Poi, don Giorgio Riva, parroco della popolosa e antichissima parrocchia di Sant’Eustorgio: «Se penso a quanto vedo e ascolto alle visite alle famiglie – scandisce -, mi azzardo a dire che ciò che cerca la gente si sintetizza in un bisogno e in una sfida di speranza, per cui valga la pena vivere e che sia accessibile a tutti così come il bisogno e la sfida di superare l’isolamento. Oggi è il momento del Vangelo, che mai come ora ci sostiene verso la speranza più grande, come è quella dei martiri. Il Vangelo riunisce i figli di Dio dispersi. Questa è la sfida della Chiesa tra le case, la parrocchia, a diventare noi per primi uomini nuovi, in grado di maturare speranza verso e nel segno del Vangelo. “Tiene” poco, oggi, il dovere: l’Evangelo, la bella notizia. invece, convince ancora. Seguendo la via della Croce, una via diversa che non è lastricata di “no”, ma di bellezza, sollecitati a cogliere sempre più la differenza cristiana, saremo autentici testimoni. È questo uno stile di comunione, di dialogo libero, franco e rispettoso, vivendo l’unità nella pluriformità. La parrocchia sia il luogo della missione, della comunione e della speranza dove si cerca di camminare insieme.

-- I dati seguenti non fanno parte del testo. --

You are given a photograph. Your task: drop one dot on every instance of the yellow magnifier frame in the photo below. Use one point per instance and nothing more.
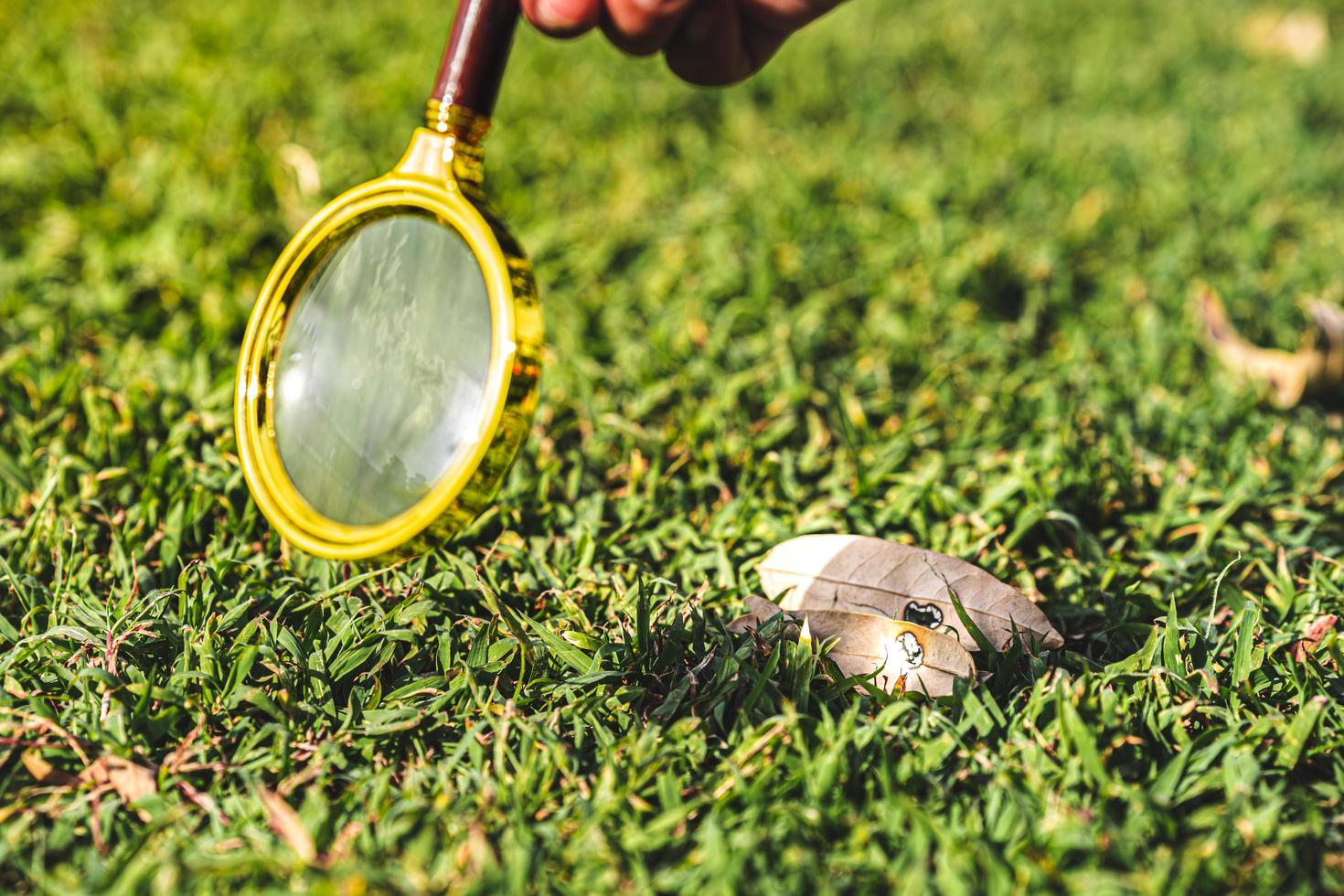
(438, 177)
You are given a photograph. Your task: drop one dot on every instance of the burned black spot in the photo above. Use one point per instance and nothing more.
(923, 614)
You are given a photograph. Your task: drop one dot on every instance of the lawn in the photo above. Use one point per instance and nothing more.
(928, 277)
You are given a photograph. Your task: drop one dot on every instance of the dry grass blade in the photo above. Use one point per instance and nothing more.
(128, 779)
(1301, 35)
(1316, 367)
(871, 575)
(905, 656)
(288, 825)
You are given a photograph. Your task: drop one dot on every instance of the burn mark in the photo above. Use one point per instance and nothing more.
(923, 614)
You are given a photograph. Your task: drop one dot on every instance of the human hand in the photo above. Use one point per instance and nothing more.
(706, 42)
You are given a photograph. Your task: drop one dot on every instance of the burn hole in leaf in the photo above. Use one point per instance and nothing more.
(923, 614)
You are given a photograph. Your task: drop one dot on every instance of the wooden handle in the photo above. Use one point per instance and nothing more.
(475, 57)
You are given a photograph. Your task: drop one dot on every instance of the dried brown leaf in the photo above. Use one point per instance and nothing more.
(1316, 367)
(45, 773)
(871, 575)
(905, 656)
(1315, 633)
(1300, 35)
(288, 825)
(128, 779)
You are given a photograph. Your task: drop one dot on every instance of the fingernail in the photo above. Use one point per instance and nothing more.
(558, 14)
(700, 25)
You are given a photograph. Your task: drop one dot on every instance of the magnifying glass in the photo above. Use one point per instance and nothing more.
(389, 371)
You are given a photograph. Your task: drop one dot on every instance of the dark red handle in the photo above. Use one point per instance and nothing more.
(474, 60)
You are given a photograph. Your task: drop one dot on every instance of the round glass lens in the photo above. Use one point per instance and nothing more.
(380, 372)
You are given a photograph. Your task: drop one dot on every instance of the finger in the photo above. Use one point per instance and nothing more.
(786, 15)
(643, 27)
(562, 17)
(714, 48)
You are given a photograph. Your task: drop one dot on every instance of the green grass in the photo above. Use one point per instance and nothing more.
(925, 278)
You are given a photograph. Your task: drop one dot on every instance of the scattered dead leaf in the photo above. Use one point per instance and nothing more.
(1315, 368)
(905, 656)
(128, 779)
(1300, 35)
(1315, 633)
(288, 827)
(900, 581)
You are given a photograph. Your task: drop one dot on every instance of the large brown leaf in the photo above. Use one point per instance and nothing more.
(869, 575)
(905, 656)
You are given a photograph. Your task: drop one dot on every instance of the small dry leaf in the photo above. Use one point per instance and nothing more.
(288, 825)
(1300, 35)
(304, 166)
(905, 656)
(1316, 367)
(45, 773)
(1315, 633)
(129, 779)
(895, 581)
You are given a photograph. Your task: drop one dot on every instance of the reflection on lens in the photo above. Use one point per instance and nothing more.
(380, 372)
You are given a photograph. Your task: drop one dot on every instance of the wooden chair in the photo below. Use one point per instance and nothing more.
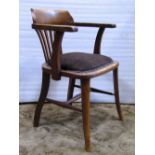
(50, 26)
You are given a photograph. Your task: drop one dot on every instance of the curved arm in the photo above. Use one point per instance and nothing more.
(85, 24)
(62, 28)
(101, 26)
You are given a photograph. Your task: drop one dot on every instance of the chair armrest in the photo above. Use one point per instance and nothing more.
(62, 28)
(104, 25)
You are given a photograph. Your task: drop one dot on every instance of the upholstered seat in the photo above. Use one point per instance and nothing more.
(83, 61)
(50, 26)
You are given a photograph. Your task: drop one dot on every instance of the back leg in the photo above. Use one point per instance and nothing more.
(116, 90)
(43, 94)
(70, 88)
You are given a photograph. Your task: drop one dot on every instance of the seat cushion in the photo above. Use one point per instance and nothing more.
(78, 61)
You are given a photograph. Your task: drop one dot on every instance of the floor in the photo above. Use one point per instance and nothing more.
(60, 131)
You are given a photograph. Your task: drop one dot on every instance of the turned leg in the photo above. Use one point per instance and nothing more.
(116, 90)
(85, 91)
(70, 88)
(43, 94)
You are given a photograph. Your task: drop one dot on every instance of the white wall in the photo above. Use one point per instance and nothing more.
(117, 43)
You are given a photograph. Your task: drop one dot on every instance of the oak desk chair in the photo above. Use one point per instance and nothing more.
(50, 26)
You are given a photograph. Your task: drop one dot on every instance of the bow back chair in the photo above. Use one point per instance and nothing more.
(50, 26)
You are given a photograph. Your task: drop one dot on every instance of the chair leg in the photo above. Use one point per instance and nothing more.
(70, 88)
(85, 91)
(116, 90)
(43, 94)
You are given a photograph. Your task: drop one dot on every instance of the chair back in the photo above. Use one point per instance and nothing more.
(51, 40)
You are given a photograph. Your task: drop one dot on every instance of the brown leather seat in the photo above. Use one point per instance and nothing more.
(78, 61)
(50, 26)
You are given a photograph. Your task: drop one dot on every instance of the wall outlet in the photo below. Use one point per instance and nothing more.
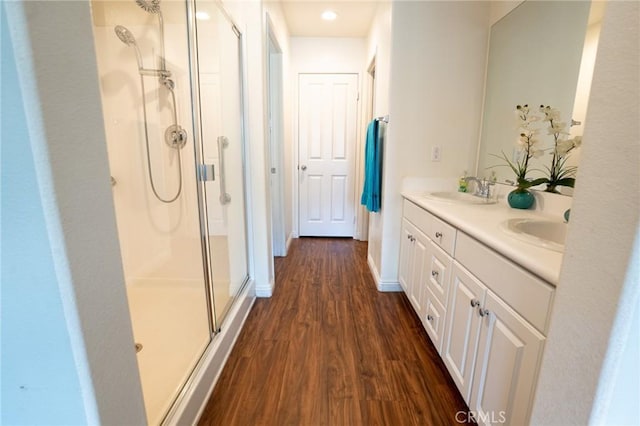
(435, 153)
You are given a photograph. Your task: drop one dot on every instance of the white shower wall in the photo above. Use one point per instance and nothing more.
(158, 240)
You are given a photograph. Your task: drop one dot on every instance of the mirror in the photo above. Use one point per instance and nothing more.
(541, 53)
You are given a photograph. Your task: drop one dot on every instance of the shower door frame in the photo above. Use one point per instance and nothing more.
(188, 388)
(215, 322)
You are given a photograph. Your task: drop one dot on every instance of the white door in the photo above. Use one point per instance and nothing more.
(327, 114)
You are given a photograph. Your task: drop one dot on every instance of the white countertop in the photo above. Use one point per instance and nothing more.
(482, 222)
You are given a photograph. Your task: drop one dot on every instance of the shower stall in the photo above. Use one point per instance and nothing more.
(171, 86)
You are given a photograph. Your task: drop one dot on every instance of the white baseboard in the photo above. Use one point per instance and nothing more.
(287, 245)
(195, 395)
(382, 286)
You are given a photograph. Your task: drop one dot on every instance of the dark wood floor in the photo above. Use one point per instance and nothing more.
(329, 349)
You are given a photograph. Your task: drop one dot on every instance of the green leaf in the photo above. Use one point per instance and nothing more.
(570, 182)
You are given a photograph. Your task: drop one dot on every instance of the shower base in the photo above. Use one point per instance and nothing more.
(169, 319)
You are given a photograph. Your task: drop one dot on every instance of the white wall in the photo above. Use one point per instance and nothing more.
(594, 301)
(157, 240)
(438, 53)
(67, 345)
(275, 14)
(250, 19)
(326, 55)
(500, 8)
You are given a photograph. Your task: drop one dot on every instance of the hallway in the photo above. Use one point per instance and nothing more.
(329, 349)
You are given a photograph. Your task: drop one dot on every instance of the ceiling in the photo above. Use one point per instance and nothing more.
(354, 18)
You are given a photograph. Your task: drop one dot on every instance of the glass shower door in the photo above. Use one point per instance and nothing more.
(220, 103)
(144, 67)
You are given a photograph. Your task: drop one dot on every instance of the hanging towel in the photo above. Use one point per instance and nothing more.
(372, 169)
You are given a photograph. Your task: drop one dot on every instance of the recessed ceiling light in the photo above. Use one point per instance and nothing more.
(202, 16)
(329, 15)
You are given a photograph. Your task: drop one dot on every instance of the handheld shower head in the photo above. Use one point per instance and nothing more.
(125, 35)
(151, 6)
(127, 38)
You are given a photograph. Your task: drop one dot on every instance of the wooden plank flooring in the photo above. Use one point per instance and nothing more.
(329, 349)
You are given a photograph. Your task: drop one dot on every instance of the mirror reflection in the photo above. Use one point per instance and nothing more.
(541, 53)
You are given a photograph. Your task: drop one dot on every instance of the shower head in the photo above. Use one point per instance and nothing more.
(127, 38)
(125, 35)
(151, 6)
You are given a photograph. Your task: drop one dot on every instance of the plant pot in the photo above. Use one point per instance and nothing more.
(520, 199)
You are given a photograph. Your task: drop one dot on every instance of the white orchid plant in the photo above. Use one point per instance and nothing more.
(559, 173)
(527, 143)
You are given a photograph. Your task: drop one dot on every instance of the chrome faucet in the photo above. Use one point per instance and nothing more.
(483, 186)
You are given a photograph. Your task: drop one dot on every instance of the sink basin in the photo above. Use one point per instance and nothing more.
(458, 197)
(544, 233)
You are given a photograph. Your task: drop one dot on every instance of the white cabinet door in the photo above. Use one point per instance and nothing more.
(507, 365)
(418, 278)
(439, 269)
(462, 327)
(406, 255)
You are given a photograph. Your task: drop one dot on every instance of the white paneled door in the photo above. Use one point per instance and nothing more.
(327, 118)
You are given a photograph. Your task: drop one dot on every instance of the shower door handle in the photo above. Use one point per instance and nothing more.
(223, 142)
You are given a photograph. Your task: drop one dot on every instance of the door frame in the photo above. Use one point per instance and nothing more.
(275, 138)
(357, 179)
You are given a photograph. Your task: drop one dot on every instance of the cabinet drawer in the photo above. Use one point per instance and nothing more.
(437, 273)
(526, 294)
(434, 319)
(440, 232)
(443, 234)
(418, 216)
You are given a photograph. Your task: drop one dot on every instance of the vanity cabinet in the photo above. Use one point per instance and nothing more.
(506, 365)
(425, 267)
(414, 257)
(486, 316)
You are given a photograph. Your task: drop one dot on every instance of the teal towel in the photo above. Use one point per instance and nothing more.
(372, 169)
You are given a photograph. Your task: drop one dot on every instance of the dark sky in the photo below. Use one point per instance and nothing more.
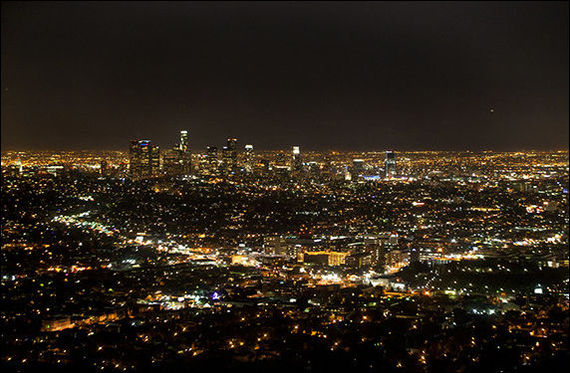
(360, 76)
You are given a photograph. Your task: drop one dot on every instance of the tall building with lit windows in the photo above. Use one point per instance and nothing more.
(248, 158)
(144, 159)
(229, 156)
(390, 164)
(177, 160)
(297, 160)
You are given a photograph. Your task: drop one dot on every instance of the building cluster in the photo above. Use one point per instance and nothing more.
(243, 260)
(146, 160)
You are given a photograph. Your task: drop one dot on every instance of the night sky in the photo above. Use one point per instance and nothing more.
(347, 76)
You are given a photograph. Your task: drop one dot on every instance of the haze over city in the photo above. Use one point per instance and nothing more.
(326, 76)
(285, 187)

Infine suor Claudia Biondi, da tempo impegnata sulle frontiere più drammatiche di Caritas, per quanto attiene ai Rom, alla donne, alla prostituzione, alla Tratta e alla grave emarginazione: «Mi lascio fare la domanda che Gesù pone ai soli discepoli, “E voi chi dite che io sia?”. Il cammino di Pietro è quello di camminare con tanti inciampamenti. Vivo il rapporto tra carità e cultur, a partire dai tanti volti di chi fa fatica, ma anche dalla necessità di condividere vie ambrosiane di comunione. In molti anni trascorsi in Caritas, ho imparato che è fondamentale un rapporto intrinseco tra carità e cultura. Credo che lo slogan, “Una sola famiglia umana, cibo per tutti”, sia un sinonimo di famiglia. Non posso dire di credere in un unico Padre se non mi chino verso il fratello e sorella nel bisogno. È l’imperativo al fare di Caritas ambrosiana. Papa Francesco parla della cultura dell’indifferenza globalizzata: è esattamente ciò che dobbiamo sforzarci di trasformare, in questo credo stia una cultura pedagogica. Se, come dicono le statistiche più recenti, il 62% degli italiani non vorrebbe nemmeno un vicino di casa di etnia Rom, dobbiamo cambiare. Non siamo buonisti come dicono tanti -, cerchiamo di promuovere cultura come facciamo nella piccola bottega di sartoria, promossa da Caritas, dove sono impegnate molte donne Rom. Ciò testimonia l’uguaglianza che tutti condividiamo e speriamo che da ciò scaturisca una mentalità nuova secondo il Vangelo».